The first, of course, is Wayne Rooney, in October 2006. England’s Wayne Rooney, to be precise. The man who – and you may not have noticed it – decided honesty doesn’t need to apply when you’re 1-0 down at home to Aston Villa. The second comes from Steven Gerrard, in his autobiography. The same Steven Gerrard who was greeted with cries of “all you do is f****** dive” from Arsenal’s travelling support on Sunday. Blackburn and Atletico Madrid fans – plucking two examples from the ether – would no doubt agree.
Neither Gerrard nor Rooney have been excoriated, crucified by the media as Ngog, or Eduardo, were for this season’s two great diving debates. They are not particularly unique examples – most players dive when they think they can get away with it, and I have discussed in a previous piece the absurdity of condemning what is, at its best, an act of consummate skill – and I have no wish to demand they be excommunicated from Fabio Capello’s World Cup squad, strung up by their buckling knees and pelted with rotten fruit. Good luck to them. The hypocrisy rankles a little, but they probably meant what they said at the time. As Ngog, the penitent sinner, acknowledged: “Things happen very quickly on a football pitch.”
But the question remains: why were dives by Rooney and Gerrard, two players who, above all others, are role models in this country, mentioned only in passing when Ngog’s and Eduardo’s transgressions generated headlines, yellow tickers and phone-in fury demanding video replays, retrospective bans and chemical castration for days, or weeks, after the event? It may be that it is linked to how successful their deception was – Ngog and Eduardo both won penalties, whereas Rooney earned only a yellow card and Gerrard, against Arsenal at least, served simply to guarantee himself a few barbed songs. They did not profit from their dishonesty, and therefore the matter should be allowed to rest.

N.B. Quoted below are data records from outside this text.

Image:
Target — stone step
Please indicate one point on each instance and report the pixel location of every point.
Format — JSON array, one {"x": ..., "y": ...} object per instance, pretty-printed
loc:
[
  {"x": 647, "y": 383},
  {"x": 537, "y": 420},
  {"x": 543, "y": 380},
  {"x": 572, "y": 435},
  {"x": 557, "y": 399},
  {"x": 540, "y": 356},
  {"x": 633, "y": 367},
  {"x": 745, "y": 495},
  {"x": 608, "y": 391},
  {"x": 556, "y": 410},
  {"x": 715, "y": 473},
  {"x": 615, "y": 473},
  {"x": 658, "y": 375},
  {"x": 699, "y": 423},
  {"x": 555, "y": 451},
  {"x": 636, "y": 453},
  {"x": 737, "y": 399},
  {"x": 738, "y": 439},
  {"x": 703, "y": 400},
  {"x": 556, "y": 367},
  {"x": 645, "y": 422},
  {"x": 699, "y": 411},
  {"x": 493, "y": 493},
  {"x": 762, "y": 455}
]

It is a strange logic. If a man tries to defraud a company but fails, should he be slapped on the wrist and sent on his way while a man who succeeds in running a scam is jailed? Or, mentioning no golfers, would your partner feel a lot better knowing you had only tried to cheat on them but been knocked back, rather than actually succeeding in an act of adultery? Yet even if there is no place in football for ethics, what of the discrepancy between punishments? If you dive and get away with it, have a two-game ban and your name in mud. If you dive and don’t succeed, have a yellow card. That’s it. Move along.

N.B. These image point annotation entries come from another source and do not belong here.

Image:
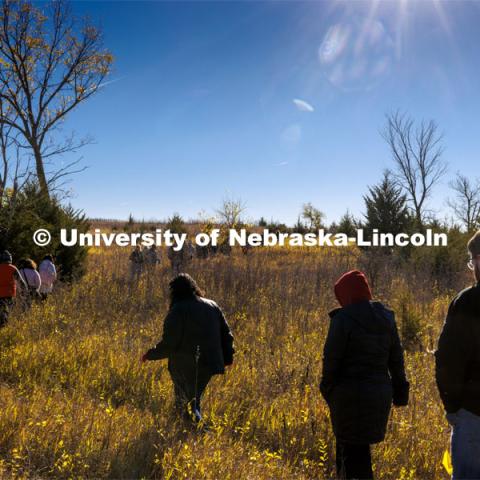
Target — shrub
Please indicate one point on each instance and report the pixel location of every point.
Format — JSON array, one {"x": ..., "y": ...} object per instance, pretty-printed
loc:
[{"x": 28, "y": 211}]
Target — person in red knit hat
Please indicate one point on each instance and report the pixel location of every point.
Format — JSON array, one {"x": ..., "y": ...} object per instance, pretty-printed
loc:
[{"x": 363, "y": 373}]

Or is the defining factor that we still view diving as a foreign trait, an illness brought to these shores by infected conquistadors, doing to our sense of honesty and fair play what the common cold – and syphilis – did to the Aztecs and the Incas? Most of those players held up as practitioners of the dark arts, after all, are not English, and yet there are dozens of English players who did not need to be taught anything about enjoying a quick tumble. Emile Heskey, Michael Owen, Francis Jeffers, Robbie Savage (he’s Welsh, but you take my point), even Franny Lee. Yet because they’re native, we forgive them, we insist they’re only doing it to keep up with the foreigners, we believe that, had it not been for the outsider invasion of English football, all would be pure and clean.

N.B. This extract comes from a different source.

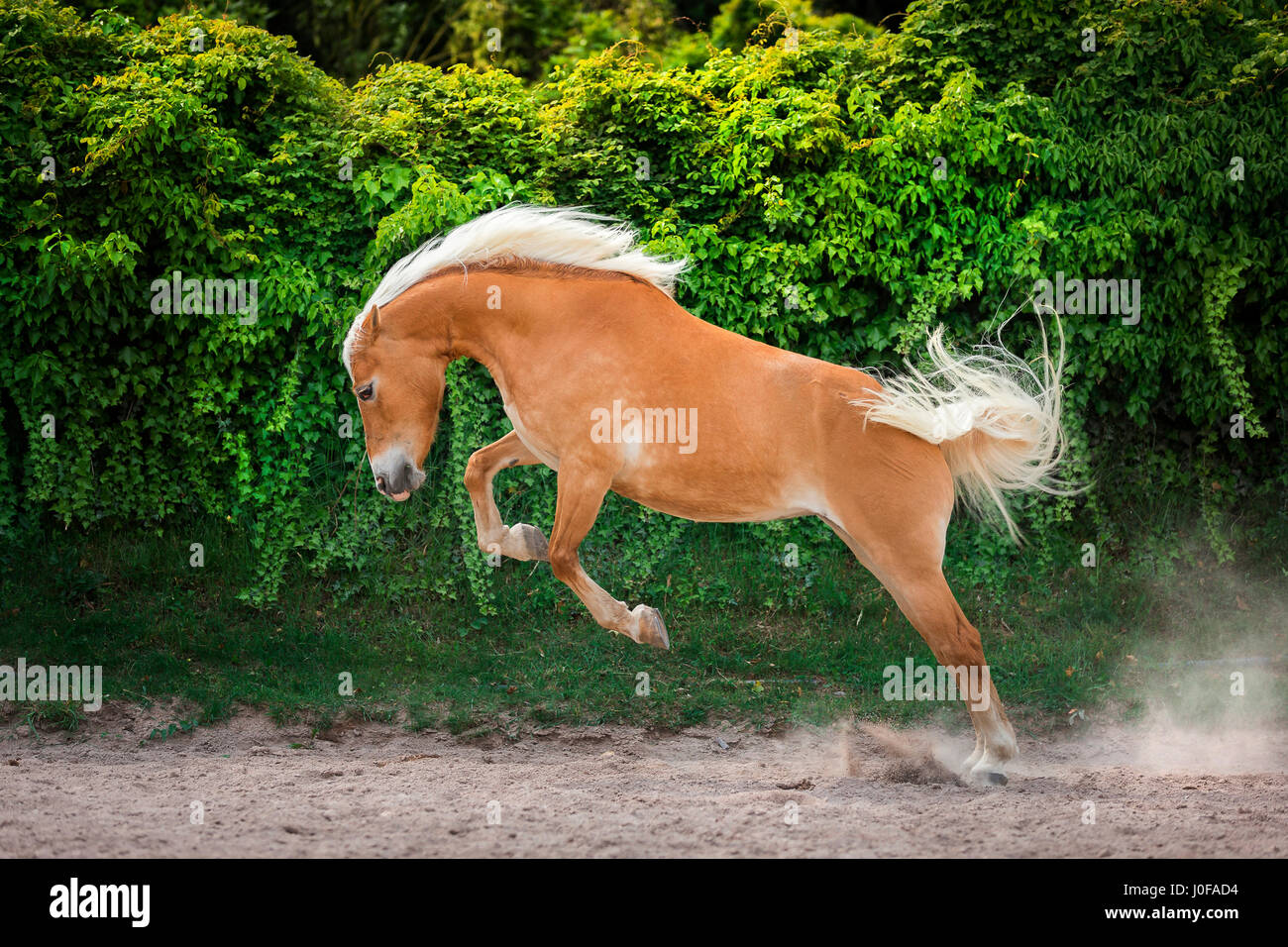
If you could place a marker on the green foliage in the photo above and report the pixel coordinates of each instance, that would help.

It is not until that hypocrisy, one far greater than the disingenuity of Rooney’s and Gerrard’s statements, is cleared up that we may be able to rid the game of this scourge. If you see it as a scourge, rather than an artform, that is.
- Quote of the week, by the way, came from Gavin and Stacey’s Ness of her nocturnal encounter with James Corden’s Smithy. “He was completely naked, I was wearing my Aston Villa strip.” It’s not relevant, but you should always end on a gag.